The first edition of Flink Forward took place past October 12th and 13th in Berlin. Flink Forward is two-day conference exclusively dedicated to Apache Flink, the distributed pipelined batch and streaming processing framework. EURA NOVA was present among the speakers of the event. Here is our field report.
Global overview
The conference was an excellent opportunity to see (1) the evolution of the Flink framework and where they are heading, but also (2) what are the industrial use cases of Flink. Flink currently has a clear advantage compared to Spark in terms of
– Memory management
– Optimized logical & physical execution plan, especially for data processing and data queries
– Real streaming processing API with exactly-once semantics
Use cases from the big players
Interestingly, almost all the presented use cases systematically leverage the stream processing API in real time applications. The majority of the speakers however explained that they had first chosen Spark, but eventually switched to Flink because of memory and scalability issues.
We have seen a bunch of applications especially in Telecom with Bouygues (QoE) and Ericsson (failure detection), retail with Otto, travel (online reservation price variation) with Amadeus and Banking industry with Capital One (anomaly detection, fraud detection and online recommendation).
Tooling Integration
On the tooling side, we had a great demo of Zemplin the notebook for interactive queries and visualization. It can be used for Spark and for Flink. Very cool, if we want to show results and quick explorations.
The Evolution of Stream Processing Technologies
As explained before, we can see a clear evolution of the streaming technologies to take into account the out of order events. Google gave a really interesting key note the second day about Google dataflow and the unification API.
Google Data flow semantics
Google dataflow is the evolution of MillWheel (MillWheel: Fault-Tolerant Stream Processing at Internet Scale, VLDB 2013) and FlumeJava (FlumeJava: Easy, Efficient Data-Parallel Pipelines, ACM SIGPLAN 2010) for Stream Processing. The real technical evolution of Google dataflow lays in the ability to stream data and define windows. The system then automatically defines a “watermark”, a point of time at which most of the events should have been received. This watermark can be below the window size, and then trigger results faster.

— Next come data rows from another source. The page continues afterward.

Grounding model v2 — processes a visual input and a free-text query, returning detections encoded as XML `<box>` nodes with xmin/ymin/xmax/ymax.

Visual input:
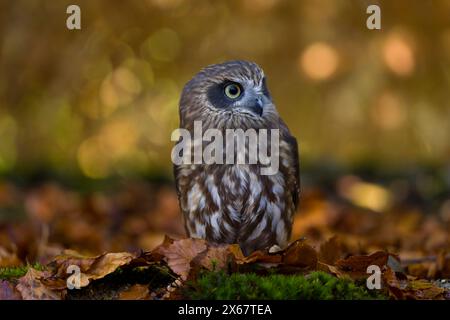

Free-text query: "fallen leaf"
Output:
<box><xmin>0</xmin><ymin>280</ymin><xmax>22</xmax><ymax>300</ymax></box>
<box><xmin>119</xmin><ymin>284</ymin><xmax>150</xmax><ymax>300</ymax></box>
<box><xmin>16</xmin><ymin>268</ymin><xmax>61</xmax><ymax>300</ymax></box>
<box><xmin>319</xmin><ymin>236</ymin><xmax>342</xmax><ymax>265</ymax></box>
<box><xmin>0</xmin><ymin>247</ymin><xmax>21</xmax><ymax>268</ymax></box>
<box><xmin>283</xmin><ymin>240</ymin><xmax>318</xmax><ymax>270</ymax></box>
<box><xmin>336</xmin><ymin>251</ymin><xmax>389</xmax><ymax>279</ymax></box>
<box><xmin>155</xmin><ymin>238</ymin><xmax>208</xmax><ymax>280</ymax></box>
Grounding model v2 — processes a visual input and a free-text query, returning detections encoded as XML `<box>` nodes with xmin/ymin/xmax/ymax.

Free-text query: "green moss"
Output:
<box><xmin>185</xmin><ymin>272</ymin><xmax>386</xmax><ymax>300</ymax></box>
<box><xmin>0</xmin><ymin>263</ymin><xmax>43</xmax><ymax>280</ymax></box>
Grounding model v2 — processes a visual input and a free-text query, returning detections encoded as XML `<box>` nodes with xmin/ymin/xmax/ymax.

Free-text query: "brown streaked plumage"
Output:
<box><xmin>174</xmin><ymin>61</ymin><xmax>300</xmax><ymax>254</ymax></box>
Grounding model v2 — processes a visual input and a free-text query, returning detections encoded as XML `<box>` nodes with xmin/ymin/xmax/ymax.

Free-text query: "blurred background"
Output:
<box><xmin>0</xmin><ymin>0</ymin><xmax>450</xmax><ymax>265</ymax></box>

In addition, this allows to register early triggers for results before the watermark and before the end of the window, and late trigger for late arrivals.
Why do this ? Google uses stream processing for click analytics, gaming, billing, ad exchanges, alarms, fraud detection, abuse detection, acquiring data & data transformation, and many other real time use cases. In each use case, they need to provide (1) completeness, (2) latency and (3) cost effectiveness. But depending of the use case, some will require full completeness and average latency, and are ready to pay the cost for that (such for billing), while abuse detection should have low latency in order to react as soon as possible.
By providing all those rich stream processing semantics but also only one unique DAG API for stream and batch, Google can cover a wide variety of different use cases, and it is up to the developer to define the right level of completeness, latency and costs by choosing between:
- Batch
- Batch with Window
- Stream (latency but not completeness)
- Stream & early/late trigger (Latency efficient and less costs)
- Stream & retention (completeness, less costs and less latency efficient)
The unification API
Google Data flow provides only one API for building a DAG, a pipeline of operation. According to the type of data entering in the Pipe, Google data flow decides to compile and optimize that DAG into a batch processing job or in stream processing job.
Conclusion
Most of the use cases we have seen so far were focused on the Stream processing layer of flink that seems (1) much more flexible than Spark Streaming (that limits the sliding window usage by the RDDs) and (2) much more scalable and efficient than Spark (mainly due to the pipelining engine and their memory model). Finally, the out of order event handling is definitively a killer feature.
Google made the official announcement that they will support Flink as an official runner for running Google dataflow DAGs in a private datacenter rather that in Google Cloud Compute. That means that the same API will target two different frameworks, one in the cloud and one in a private data center. All of this makes Flink Stream a really good choice for a streaming platform.